In this non-solid electrolyte family, the electrolyte is relied upon to mediate ion transfer when it has a certain thickness. If the thickness is thin, such as a film-like structure stacked on an atomic scale, ions can be directly transferred without relying on an electrolyte.

When the artificial passive film 101 is a solid electrolyte, it may be selected from oxygen-based, sulfur-based, or lithium aluminum alloy, or lithium nitride, and its form may be crystalline or glassy. When the material of the artificial passive film 101 is selected from conductive materials, it may be a carbonaceous material, such as graphite or graphene, or a conductive polymer. In practice, the structure of fig. 2 achieves better results than the structure of fig. 3, and the artificial passive film 101 is optimized for solid electrolyte when the structure of fig. 2 is implemented.

Therefore, as mentioned above, considering whether the ions can penetrate through the artificial passive film 101, the structural design of the assembly between the artificial passive film 101 and the active material 11 may be a complete coating on the surface of the active material 11, or a configuration having pores for the electrolyte to flow and touch the surface of the active material 11, or a mixture of the two configurations.
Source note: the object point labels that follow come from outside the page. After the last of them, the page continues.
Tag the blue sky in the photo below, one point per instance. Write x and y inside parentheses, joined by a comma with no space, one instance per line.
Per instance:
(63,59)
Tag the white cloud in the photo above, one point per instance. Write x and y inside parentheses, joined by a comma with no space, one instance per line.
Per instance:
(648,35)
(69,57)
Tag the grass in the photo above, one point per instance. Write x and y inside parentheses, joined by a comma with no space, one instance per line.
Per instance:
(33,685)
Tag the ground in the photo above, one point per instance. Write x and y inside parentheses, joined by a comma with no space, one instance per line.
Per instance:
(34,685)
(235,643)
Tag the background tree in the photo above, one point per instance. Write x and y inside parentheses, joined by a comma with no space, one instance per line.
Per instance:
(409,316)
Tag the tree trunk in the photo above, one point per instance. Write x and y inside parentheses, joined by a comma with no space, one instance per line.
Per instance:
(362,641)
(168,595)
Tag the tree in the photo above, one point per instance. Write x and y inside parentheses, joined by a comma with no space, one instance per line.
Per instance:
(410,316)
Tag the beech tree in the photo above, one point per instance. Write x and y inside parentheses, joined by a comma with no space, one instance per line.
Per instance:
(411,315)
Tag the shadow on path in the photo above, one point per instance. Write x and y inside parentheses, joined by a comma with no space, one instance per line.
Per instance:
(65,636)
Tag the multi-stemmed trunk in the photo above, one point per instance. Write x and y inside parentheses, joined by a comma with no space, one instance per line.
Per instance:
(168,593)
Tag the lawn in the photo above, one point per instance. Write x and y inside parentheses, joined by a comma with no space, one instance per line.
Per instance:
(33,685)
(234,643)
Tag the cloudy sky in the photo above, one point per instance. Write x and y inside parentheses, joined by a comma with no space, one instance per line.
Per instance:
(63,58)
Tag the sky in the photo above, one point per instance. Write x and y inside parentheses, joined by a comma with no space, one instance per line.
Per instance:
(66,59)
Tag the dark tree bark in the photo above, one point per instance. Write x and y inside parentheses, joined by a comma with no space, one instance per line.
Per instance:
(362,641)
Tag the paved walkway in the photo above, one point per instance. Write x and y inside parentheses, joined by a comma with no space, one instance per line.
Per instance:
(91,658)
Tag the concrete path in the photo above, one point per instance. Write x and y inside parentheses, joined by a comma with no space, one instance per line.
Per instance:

For example, as shown in fig. 2, the artificial passive film 101 is substantially completely coated on the surface of the active material 11 to avoid the contact area between the liquid/colloidal electrolyte and the active material 11. Alternatively, as shown in fig. 3, the artificial passivation film 101 has a form of a porous structure for the electrolyte to flow and touch the surface of the active material 11, such as a powder-like stacked non-solid electrolyte material, and the contact area between the liquid/colloidal electrolyte and the active material 11 is reduced by using the gaps between the stacked powder as pores. In addition, in the structural state of fig. 3, the powder in the stacked state can provide structural support to the SEI layer formed on the surface of the active material 11, thereby increasing chemical, electrochemical and thermal stability, preventing the SEI layer from being continuously broken down and regenerated, and further reducing the consumption of lithium ions. The thickness of the artificial passive film 101 described above with reference to fig. 2 and 3 is about several to several tens of nanometers.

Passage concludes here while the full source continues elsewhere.